According to a "border security white paper" produced late last month by aides to Tom Ridge, the director of homeland security, such an agency would be called a federal border administration. It would take control of the Coast Guard, the Customs Service, the border enforcement functions of the Immigration and Naturalization Service and the Department of Agriculture's agricultural quarantine inspection program.

"Our borders today are porous and highly vulnerable to penetration by foreign terrorists," says the paper proposing the government overhaul. It goes on to note that almost a dozen federal agencies now bear responsibility for controlling the borders.

"All of these agencies have other missions besides border security, so none has security as its core institutional purpose," the paper says, recommending a "single accountable agency."

The proposal has sparked a fierce debate inside the Bush administration and drawn resistance from an array of Cabinet agencies, causing Ridge to back off from an initial effort to get the agency consolidation into the president's new budget, officials said.

Susan Neely, a spokeswoman for Ridge, the former governor of Pennsylvania, said: "The governor is on record indicating that where there are more effective and efficient ways to secure our borders, it's something that we would be looking at. We are definitely reviewing all the options."

But she said there was "consensus" that the White House needed more time to consider various ideas. Several officials said the proposal was still under consideration and could be submitted to Congress this year.

An administration official opposed to the plan, who spoke on condition of anonymity said, "Ridge tried to push the plan through. A group of Cabinet agencies objected." He said the opponents represented a wide range of agencies, including the state, treasury, agriculture, justice and defense departments.
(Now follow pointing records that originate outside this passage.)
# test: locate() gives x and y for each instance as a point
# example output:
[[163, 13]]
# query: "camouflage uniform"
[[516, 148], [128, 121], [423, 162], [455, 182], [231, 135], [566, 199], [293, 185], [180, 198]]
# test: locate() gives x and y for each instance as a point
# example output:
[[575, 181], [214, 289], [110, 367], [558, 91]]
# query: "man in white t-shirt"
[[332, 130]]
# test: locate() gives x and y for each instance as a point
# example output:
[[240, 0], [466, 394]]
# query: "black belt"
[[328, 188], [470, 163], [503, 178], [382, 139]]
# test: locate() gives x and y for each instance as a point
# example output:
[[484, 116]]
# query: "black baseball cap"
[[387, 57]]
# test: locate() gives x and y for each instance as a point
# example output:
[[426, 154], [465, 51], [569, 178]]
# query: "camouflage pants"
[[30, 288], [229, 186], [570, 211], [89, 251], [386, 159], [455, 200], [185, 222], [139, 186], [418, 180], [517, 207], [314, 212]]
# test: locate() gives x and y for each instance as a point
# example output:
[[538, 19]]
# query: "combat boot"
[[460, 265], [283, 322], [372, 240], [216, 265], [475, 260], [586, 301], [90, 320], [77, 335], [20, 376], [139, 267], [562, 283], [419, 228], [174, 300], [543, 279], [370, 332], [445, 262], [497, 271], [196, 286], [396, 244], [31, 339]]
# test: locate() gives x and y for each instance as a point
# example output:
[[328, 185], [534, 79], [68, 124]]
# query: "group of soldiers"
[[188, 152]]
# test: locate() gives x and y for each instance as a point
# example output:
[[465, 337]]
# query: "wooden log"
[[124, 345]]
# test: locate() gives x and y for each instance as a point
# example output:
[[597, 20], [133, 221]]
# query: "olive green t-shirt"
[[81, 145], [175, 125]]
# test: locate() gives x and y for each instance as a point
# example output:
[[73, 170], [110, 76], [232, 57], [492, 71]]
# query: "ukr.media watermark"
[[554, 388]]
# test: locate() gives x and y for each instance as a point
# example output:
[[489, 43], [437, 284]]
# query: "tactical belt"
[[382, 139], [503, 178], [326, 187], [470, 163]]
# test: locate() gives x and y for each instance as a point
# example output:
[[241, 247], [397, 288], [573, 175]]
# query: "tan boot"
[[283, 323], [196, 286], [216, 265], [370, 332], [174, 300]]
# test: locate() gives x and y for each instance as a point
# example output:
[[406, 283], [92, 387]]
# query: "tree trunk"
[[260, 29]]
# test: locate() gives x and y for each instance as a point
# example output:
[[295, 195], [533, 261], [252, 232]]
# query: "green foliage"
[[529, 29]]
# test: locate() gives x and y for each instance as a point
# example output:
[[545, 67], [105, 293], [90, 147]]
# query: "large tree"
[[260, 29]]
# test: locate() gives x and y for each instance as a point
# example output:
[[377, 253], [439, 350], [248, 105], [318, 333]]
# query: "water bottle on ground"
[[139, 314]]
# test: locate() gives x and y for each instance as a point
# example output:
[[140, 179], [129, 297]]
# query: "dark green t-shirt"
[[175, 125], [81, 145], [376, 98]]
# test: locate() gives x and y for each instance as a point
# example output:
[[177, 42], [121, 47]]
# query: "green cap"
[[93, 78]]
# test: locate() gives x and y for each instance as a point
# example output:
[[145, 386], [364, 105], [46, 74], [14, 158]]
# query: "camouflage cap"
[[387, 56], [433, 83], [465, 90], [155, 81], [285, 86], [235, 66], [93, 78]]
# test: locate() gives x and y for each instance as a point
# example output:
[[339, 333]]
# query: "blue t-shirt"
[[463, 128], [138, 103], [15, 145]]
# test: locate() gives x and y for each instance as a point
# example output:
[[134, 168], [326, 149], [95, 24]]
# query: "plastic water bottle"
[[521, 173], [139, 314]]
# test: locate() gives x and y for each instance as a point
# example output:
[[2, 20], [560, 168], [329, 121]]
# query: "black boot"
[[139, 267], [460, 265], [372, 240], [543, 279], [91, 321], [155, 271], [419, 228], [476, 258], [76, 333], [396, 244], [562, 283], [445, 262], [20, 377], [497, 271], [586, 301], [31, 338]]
Officials said that Ridge began pushing the overhaul around Christmas.

The white paper produced by his staff argues that a consolidated agency would produce more unity and could mobilize rapidly.

"The record of coordination and cooperation among the separate agencies with border security responsibilities has been problematic for years and remains mixed," the paper says.

But officials from a wide spectrum of Cabinet agencies argued that the change would be too disruptive.

At the Customs Service, which is a part of the Treasury Department, reports of the proposal have circulated for weeks. Officials there are quick to point out that the agency was established in 1789 by the fifth act of the first Congress.

The Immigration and Naturalization Service falls under the purview of the Justice Department. "Since Sept. 11 we have had very strong cooperation among border agencies and law enforcement generally," said Susan Dryden, a spokeswoman for the Justice Department, "and we have found that working closely together in this shared responsibility is proving very effective."

The reorganization also has proponents. Rep. William M. Thornberry, R-Texas, has introduced similar legislation. Under his plan the Federal Emergency Management Agency would be brought under the same roof as the Coast Guard, Customs Service and Border Patrol.

"These agencies are a key part of homeland security," Thornberry said. "I'm hopeful that the president will at least move in this direction in the new budget."

Ivo H. Daalder of the Brookings Institution who served at the National Security Council under President Bill Clinton, said, "It's good to have the different functions in different departments consolidated in a single agency." He added, "The real question is whether it's the right time to reorganize as you're still thinking about the larger picture."